In the field of orthopedics, emergency thoracoplasty for the treatment of scoliosis in patients with funnel chest can be lifesaving [15, 16], suggesting that scoliosis itself and its correction may significantly alter the anatomy of organs within the thorax [17] and affect circulatory dynamics. In this case, the progression of scoliosis and vertebral rotation exacerbated pulmonary vein stenosis and increased pulmonary vein pressure, which resulted in hemoptysis. After correction surgery, the diameter of the left pulmonary vein was enlarged and hemoptysis was no longer observed. However, pulmonary artery wedge pressure, which has been correlated with pulmonary venous pressure, did not change between before and after the surgery; a limitation of this report was that we could not conclusively determine whether the cause of the increased pulmonary venous pressure was pulmonary vein stenosis (Table 1).

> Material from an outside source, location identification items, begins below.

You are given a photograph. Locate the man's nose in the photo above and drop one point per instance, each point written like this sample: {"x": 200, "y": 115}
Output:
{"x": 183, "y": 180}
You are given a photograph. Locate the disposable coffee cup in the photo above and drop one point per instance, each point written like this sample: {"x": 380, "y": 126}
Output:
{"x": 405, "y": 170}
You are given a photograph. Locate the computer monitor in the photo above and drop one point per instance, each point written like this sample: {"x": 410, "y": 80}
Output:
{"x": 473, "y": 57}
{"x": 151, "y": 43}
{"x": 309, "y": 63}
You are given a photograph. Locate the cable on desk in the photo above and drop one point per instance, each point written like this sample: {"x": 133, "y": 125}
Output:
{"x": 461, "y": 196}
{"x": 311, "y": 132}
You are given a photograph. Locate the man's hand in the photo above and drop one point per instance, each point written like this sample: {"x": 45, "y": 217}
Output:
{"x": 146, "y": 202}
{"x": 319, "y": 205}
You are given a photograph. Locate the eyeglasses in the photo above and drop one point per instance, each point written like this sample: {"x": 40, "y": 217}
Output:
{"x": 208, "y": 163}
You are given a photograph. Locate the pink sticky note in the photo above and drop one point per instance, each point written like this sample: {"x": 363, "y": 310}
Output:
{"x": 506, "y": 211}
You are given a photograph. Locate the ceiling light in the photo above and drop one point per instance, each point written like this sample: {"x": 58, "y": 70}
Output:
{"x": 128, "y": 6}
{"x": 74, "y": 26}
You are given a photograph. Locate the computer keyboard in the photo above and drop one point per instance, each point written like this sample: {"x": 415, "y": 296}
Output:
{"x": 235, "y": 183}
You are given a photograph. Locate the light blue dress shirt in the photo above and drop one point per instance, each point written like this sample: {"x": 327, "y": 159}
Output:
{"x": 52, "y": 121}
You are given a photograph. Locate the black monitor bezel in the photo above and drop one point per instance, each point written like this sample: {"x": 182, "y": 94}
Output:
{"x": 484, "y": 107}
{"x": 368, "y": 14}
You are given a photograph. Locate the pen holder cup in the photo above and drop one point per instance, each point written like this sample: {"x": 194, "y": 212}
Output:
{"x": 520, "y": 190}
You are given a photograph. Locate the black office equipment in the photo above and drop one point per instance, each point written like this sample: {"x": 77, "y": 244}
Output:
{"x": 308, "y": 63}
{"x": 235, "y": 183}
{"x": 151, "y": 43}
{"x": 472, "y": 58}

We routinely consider a Cobb angle of 45 degrees or more as an indication for surgery in adolescent idiopathic scoliosis. For post-cardiac surgery scoliosis and syndromic scoliosis, however, a Cobb angle of 60 degrees or more is judged to require surgery due to the high risk of surgical complications. In the present case, surgery was initially withheld because of the limited hemoptysis and the risk of surgery itself from complicating heart disease. As the scoliosis progressed, her hemoptysis worsened and we finally opted for surgery. Based on the course of this case, surgeons should consider earlier scoliosis treatment when hemoptysis due to pulmonary hypertension is suspected.

Conclusions

We report a case of hemoptysis caused by advanced scoliosis following cardiac surgery that improved after scoliosis correction following coil embolization. The release of pulmonary vein compression by scoliosis surgery was presumed to be the reason for the hemoptysis resolution. When examining patients with scoliosis secondary to CHD surgery, special attention should be paid to the possibility of circulatory deterioration associated with scoliosis progression.